Paul Revere, the leader of the '60s rock band Paul Revere and the Raiders, has died. He was 76 years old. The news was revealed on his band's official website.

While no cause of death has been given at this time, Revere had been in poor health recently. Last year, reports surfaced that Revere, who was born with that name and formed his band in Idaho at the end of the '50s, was “fighting a tremendous health battle.” He denied that things were that serious at the time, but did admit that “[I] got my butt kicked but good.”

Revere announced his retirement in July, but the remaining Raiders were still performing regularly.

Along with singer Mark Lindsay, Revere led the band -- which appeared on the daily TV show 'Where the Action Is' -- for several years, and through a few missed hits, before they found their stride in the mid-'60s, riding a wave of Beatlemania. Their first two minor hits came in the form of a song called 'Like, Long Hair' -- a 1961 instrumental based on a classical piece by Rachmaninoff -- and their version of 'Louie, Louie,' which stalled at No. 103 in 1963.
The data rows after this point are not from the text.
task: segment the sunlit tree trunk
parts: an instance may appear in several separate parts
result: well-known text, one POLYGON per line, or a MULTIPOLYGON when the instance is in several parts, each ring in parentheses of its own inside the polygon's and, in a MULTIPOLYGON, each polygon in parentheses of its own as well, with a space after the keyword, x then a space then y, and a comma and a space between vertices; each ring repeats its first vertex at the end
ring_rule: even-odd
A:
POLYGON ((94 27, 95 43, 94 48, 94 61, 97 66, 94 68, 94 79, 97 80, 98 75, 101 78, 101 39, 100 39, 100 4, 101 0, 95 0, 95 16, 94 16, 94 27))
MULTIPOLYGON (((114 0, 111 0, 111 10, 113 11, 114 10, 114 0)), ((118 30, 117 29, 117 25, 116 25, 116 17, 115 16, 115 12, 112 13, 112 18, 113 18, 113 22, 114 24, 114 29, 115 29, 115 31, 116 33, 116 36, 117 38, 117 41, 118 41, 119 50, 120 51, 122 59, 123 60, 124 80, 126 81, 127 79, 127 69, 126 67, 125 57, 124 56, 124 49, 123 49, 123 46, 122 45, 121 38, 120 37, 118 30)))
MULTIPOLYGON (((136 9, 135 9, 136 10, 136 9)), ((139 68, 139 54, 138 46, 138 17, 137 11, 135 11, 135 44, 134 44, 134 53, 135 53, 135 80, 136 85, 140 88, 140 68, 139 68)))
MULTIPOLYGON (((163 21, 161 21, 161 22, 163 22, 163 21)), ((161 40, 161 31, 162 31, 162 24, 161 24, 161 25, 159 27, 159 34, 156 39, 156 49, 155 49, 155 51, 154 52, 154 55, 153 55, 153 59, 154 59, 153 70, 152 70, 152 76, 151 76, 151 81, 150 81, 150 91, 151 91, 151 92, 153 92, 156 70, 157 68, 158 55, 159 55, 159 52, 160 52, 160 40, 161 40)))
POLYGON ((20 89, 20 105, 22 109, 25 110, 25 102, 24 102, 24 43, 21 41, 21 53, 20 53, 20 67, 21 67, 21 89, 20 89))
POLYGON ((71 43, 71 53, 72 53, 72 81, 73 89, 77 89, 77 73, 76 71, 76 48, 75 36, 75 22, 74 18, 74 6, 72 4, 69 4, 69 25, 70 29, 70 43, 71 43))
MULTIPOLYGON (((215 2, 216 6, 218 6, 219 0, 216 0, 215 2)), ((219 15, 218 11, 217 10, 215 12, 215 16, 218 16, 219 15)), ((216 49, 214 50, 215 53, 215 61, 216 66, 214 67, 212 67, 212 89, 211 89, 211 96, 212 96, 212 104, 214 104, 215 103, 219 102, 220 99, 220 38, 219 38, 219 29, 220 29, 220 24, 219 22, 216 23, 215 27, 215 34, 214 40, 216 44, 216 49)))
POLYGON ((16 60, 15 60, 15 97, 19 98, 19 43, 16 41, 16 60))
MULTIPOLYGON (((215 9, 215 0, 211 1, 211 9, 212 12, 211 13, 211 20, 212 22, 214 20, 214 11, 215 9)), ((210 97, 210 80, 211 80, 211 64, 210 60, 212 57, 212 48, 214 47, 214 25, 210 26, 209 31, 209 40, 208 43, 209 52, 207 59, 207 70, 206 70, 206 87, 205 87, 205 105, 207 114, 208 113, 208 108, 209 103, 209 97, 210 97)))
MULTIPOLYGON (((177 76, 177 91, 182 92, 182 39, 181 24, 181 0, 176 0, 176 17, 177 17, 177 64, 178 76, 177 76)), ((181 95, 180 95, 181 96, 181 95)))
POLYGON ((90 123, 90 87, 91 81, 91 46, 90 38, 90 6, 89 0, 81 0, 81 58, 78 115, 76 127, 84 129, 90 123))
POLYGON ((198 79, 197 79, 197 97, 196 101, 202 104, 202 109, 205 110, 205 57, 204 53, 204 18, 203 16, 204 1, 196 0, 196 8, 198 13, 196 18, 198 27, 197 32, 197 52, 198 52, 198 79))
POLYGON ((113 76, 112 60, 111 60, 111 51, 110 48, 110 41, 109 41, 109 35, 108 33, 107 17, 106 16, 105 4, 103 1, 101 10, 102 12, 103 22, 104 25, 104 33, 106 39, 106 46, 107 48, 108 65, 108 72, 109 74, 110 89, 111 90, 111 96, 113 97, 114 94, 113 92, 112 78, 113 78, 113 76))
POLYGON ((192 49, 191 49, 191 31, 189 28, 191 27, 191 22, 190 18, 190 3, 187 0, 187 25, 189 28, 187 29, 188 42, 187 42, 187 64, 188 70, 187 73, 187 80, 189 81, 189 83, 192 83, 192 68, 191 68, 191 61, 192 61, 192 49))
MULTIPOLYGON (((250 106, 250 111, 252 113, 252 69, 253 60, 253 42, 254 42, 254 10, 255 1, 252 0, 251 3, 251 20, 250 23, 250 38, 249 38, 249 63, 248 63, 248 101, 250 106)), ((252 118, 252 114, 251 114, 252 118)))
By 1965, they scored their first Top 40 hit with 'Just Like Me.' Over the next four years, Revere and Lindsay led the Raiders to a string of chart singles, including four Top 10 smashes: 'Kicks,' 'Hungry,' 'Good Thing' and 'Him or Me - What's It Gonna Be?' After a dry period at the end of the decade, they emerged with a shortened moniker, the Raiders, and their only No. 1 song, 'Indian Reservation (The Lament of the Cherokee Reservation Indian),' in 1971. They placed a few more songs on the chart through 1973, and have since hit the oldies circuit as a touring act.

On the band's website, a lengthy tribute to Revere begins, "Dear Paul, Where do I begin? How do I tell you how much I love you and what you have meant to me?" And it's signed, "Love forever, Everyone who has ever met you."